Linear Disentangled Representations and Unsupervised Action Estimation

This repository houses the official PyTorch implementation of our NeurIPS 2020 paper "Linear Disentangled Representations and Unsupervised Action Estimation".

Abstract

Disentangled representation learning has seen a surge in interest over recent times, generally focusing on new models to optimise one of many disparate disentanglement metrics. It was only with Symmetry Based Disentangled Representation Learning that a robust mathematical framework was introduced to define precisely what is meant by a ``linear disentangled representation". This framework determines that such representations would depend on a particular decomposition of the symmetry group acting on the data, showing that actions would manifest through irreducible group representations acting on independent representational subspaces. ForwardVAE subsequently proposed the first model to induce and demonstrate a linear disentangled representation in a VAE model. In this work we empirically show that linear disentangled representations are not present in standard VAE models and that they instead require altering the loss landscape to induce them. We proceed to show that such representations are a desirable property with regard to classical disentanglement metrics. Finally we propose a method to induce irreducible representations which forgoes the need for labelled action sequences, as was required by prior work. We explore a number of properties of this method, including the ability to learn from action sequences without knowledge of intermediate states and robustness under visual noise.
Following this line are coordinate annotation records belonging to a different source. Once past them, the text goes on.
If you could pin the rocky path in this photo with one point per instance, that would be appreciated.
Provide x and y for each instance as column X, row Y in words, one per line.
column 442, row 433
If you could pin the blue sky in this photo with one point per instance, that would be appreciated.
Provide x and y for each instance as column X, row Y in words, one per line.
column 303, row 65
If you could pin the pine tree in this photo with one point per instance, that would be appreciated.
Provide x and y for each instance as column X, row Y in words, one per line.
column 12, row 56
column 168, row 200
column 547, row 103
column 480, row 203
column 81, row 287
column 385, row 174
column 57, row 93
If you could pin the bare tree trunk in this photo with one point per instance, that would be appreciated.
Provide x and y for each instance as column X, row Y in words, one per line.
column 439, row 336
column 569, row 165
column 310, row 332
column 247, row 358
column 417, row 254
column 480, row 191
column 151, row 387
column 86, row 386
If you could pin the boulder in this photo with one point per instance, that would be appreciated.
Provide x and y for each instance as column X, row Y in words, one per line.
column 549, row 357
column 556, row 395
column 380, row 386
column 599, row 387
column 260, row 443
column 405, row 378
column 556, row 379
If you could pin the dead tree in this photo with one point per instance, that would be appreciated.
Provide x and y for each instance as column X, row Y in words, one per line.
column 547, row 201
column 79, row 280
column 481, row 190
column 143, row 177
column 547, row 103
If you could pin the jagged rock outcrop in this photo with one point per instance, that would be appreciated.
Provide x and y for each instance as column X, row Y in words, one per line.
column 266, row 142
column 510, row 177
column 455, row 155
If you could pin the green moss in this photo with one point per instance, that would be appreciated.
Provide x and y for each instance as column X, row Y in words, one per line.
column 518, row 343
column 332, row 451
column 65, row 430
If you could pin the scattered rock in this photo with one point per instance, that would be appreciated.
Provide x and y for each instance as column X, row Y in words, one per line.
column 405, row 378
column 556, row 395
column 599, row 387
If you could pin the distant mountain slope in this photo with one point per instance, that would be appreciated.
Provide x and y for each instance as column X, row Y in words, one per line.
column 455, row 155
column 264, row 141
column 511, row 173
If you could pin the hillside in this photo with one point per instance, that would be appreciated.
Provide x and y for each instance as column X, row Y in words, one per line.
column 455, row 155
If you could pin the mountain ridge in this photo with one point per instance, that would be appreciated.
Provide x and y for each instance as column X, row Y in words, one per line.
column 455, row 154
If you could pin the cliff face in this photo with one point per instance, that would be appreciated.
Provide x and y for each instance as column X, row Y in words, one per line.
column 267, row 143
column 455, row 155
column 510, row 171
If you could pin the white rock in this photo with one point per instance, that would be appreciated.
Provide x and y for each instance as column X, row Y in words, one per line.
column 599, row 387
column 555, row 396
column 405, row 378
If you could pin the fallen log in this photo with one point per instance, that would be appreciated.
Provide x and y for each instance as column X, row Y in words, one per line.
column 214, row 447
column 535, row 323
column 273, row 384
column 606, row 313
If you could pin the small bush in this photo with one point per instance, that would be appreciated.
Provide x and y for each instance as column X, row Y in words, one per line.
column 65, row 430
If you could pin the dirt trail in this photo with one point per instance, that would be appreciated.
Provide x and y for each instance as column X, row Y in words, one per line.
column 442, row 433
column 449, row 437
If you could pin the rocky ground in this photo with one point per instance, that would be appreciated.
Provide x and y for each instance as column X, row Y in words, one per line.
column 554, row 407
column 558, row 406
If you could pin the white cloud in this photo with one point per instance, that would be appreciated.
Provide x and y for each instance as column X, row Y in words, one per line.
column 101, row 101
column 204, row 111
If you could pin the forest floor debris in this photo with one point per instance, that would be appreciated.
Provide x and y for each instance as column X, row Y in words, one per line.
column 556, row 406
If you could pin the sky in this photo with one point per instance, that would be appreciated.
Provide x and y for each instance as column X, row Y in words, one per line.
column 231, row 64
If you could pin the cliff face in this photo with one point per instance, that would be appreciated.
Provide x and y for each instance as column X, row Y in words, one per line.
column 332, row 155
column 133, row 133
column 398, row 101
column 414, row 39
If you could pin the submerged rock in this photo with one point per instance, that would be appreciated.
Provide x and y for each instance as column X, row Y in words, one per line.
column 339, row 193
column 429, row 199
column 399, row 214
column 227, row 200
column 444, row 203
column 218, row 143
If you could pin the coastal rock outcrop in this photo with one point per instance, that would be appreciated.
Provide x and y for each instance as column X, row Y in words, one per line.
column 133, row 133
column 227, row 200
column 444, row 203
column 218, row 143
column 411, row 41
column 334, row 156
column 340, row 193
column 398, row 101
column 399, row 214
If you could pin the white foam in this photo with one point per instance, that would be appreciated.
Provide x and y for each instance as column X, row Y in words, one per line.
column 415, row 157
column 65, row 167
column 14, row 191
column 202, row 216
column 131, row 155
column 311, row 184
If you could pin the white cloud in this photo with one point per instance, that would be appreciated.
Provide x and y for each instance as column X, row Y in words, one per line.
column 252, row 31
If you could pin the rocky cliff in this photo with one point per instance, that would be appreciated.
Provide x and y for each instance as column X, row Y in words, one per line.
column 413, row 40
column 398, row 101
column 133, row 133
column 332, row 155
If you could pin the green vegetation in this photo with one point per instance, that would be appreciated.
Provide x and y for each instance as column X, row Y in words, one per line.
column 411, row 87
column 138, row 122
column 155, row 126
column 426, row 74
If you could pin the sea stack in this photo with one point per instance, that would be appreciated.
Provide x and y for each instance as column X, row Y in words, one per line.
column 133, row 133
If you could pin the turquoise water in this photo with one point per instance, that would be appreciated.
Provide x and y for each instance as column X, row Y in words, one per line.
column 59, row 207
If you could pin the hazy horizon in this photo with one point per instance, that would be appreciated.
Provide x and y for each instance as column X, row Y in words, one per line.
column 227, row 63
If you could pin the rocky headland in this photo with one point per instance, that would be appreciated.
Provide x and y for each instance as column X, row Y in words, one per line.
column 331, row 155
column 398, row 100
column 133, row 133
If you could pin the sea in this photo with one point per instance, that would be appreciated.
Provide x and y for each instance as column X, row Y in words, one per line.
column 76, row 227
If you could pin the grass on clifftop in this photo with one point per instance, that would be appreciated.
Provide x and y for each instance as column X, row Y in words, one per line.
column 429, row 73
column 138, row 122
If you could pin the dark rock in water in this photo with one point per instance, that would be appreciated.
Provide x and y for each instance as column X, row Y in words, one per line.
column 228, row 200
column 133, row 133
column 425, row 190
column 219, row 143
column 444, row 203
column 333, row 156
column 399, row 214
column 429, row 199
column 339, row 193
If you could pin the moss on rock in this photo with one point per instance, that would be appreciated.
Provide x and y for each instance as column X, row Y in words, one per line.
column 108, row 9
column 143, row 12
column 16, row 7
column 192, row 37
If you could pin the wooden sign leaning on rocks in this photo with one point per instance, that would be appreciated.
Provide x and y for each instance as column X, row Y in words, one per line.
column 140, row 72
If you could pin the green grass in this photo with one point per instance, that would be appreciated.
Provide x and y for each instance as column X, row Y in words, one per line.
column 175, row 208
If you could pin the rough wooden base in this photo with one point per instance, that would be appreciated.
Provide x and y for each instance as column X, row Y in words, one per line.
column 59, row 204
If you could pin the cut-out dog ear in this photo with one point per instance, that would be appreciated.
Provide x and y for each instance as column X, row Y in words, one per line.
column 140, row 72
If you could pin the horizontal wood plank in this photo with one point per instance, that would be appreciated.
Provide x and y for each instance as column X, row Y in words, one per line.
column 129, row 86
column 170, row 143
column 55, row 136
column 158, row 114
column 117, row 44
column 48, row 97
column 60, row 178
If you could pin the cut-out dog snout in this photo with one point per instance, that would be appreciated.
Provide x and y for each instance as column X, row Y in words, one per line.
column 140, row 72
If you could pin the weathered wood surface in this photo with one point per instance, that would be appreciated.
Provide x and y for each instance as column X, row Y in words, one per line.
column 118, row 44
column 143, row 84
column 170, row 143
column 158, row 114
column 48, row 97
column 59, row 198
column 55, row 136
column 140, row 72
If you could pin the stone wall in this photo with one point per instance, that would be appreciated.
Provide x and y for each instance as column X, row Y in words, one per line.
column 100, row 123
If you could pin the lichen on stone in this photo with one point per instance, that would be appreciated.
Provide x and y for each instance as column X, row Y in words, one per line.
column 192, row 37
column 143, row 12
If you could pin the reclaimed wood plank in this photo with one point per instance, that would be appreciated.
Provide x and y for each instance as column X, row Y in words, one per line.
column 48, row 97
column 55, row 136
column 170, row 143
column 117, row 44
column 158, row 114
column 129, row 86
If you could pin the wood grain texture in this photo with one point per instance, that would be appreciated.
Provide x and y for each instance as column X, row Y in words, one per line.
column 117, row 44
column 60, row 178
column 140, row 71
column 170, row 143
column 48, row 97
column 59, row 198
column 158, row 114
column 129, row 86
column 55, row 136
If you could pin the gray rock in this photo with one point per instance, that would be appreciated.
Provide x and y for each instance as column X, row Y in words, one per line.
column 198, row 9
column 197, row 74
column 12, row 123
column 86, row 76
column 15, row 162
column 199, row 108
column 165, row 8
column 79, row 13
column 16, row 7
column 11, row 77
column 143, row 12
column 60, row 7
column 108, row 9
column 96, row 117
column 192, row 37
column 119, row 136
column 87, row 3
We then demonstrate that it can successfully learn 4 different symmetries directly from pixels.

actions

Code Structure

The source has the following structure:

  • datasets: Stores PyTorch datasets and code to initialise them
  • logger: Stores tensorboard logging and image generation code
  • metrics: Stores all disentanglement metrics
  • models: Stores all models used
  • main.py: Defines the command line args to run training and executes the trainer
  • trainer.py: Sets up parameters for training, optimisers etc.
  • training_loop.py: Defines the model independent training logic

The FlatLand dataset can be found here.

Example

All experiments are run via the main.py and using the hyperparameters from the supplementary material.

For example,

python main.py --model=rgrvae --epochs=200 --gvae-gamma=10 --group-structure c+ c- --dataset=flatland

will run RGrVAE for 200 epochs on the flatland dataset. By default all metrics will be logged to tensorboard under logs/version_{NUM}, where NUM increments every run.

Extending

Datasets

New datasets can be added by simply adding entries to the transforms, datasets and dataset_meta dicts in datasets.py. They can then be referenced in the --dataset argument in main.py. Datasets can return an image and label tuple if normal autoencoding is desired. For use with Forward and RGrVAE, datasets must return ((img1, action label), img2).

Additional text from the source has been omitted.